CRDT - Replicated Data Types
Wikipedia has a generally good introductory article on CRDTs. Conflict-free replicated data types are subdivided into two main subtypes: op-based Commutative (CmRDT) and state-based Convergent (CvRDT). CvRDT was originally defined in terms of merging state snapshots. CmRDT was defined in terms of applying atomic ops to the state.
Although the two types are formally equivalent, there is a great difference from the engineering perspective. The op-based subtype needs a "causal broadcast" layer that provides exactly-once delivery guarantees for mutations (ops). The state-based subtype needs more of per-object metadata to merge any two versions of that object.
Despite the differences, there was a great deal of convergence between those two types.
CmRDT (op-based)
The top difficulty of the op-based approach is the exactly-once op delivery. We believe that difficulty to be greatly exaggerated. From the standpoint of some abstract lossy message-passing environment that may be hard indeed. Practically, many of those problems are reliably solved in existing systems. The Swarm solves exactly-once delivery by combining:
- unique op identifiers,
- a log-structured storage engine and
- a TCP-like reliable transport.
Technically, the key advantage of CmRDT is the efficient propagation of mutations. One op only carries its change, and not the rest of the object's state. In line with the classic state machine replication model, CmRDT may compress its op log into a state snapshot.

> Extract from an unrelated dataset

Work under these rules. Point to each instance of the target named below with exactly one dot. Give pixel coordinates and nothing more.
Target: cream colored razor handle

The biggest win is architectural: orthogonality of concerns. Ops are immutable. The broadcast layer can store and forward ops based on generic type-independent rules. As the broadcast solves delivery issues, data type implementation is greatly simplified too.
CvRDT (state-based)
CvRDTs are rather forgiving to the delivery order. Actually, the mutation delivery order does not matter at all. The cost of such a resilience is more of per-object metadata. Objects can only be delivered as a full state snapshot, including all of the metadata. That is especially painful for client-side use. Just imagine that your Google Doc re-downloads itself on every your keystroke (Google Docs is op-based, but not CRDT).

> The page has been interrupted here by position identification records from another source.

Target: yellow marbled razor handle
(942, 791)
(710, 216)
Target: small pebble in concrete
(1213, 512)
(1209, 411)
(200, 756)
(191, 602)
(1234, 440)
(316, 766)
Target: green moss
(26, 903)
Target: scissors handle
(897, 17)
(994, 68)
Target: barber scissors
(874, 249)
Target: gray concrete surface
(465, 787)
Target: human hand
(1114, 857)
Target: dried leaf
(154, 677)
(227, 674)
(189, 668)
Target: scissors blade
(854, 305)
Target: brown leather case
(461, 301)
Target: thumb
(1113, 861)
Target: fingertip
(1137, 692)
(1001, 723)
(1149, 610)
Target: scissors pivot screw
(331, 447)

Delta-enabled CvRDT resolve that inefficiency. Deltas take the middle ground between state and ops. They only carry the changed state. The cost of efficiency is the new requirement: at-least-once delivery. That puts "delta-enabled state-based" much closer to "snapshot-enabled op-based" in terms of abilities and requirements.
Some less-severe issues remain:
- delta handling is type-specific,
- deltas are mutable, and
- objects still carry metadata for state-to-state merge.
The main deficiency of CvRDT is also architectural. There is no clear separation of concerns between the transport/broadcast layer and the CRDT/math layer. They entangle.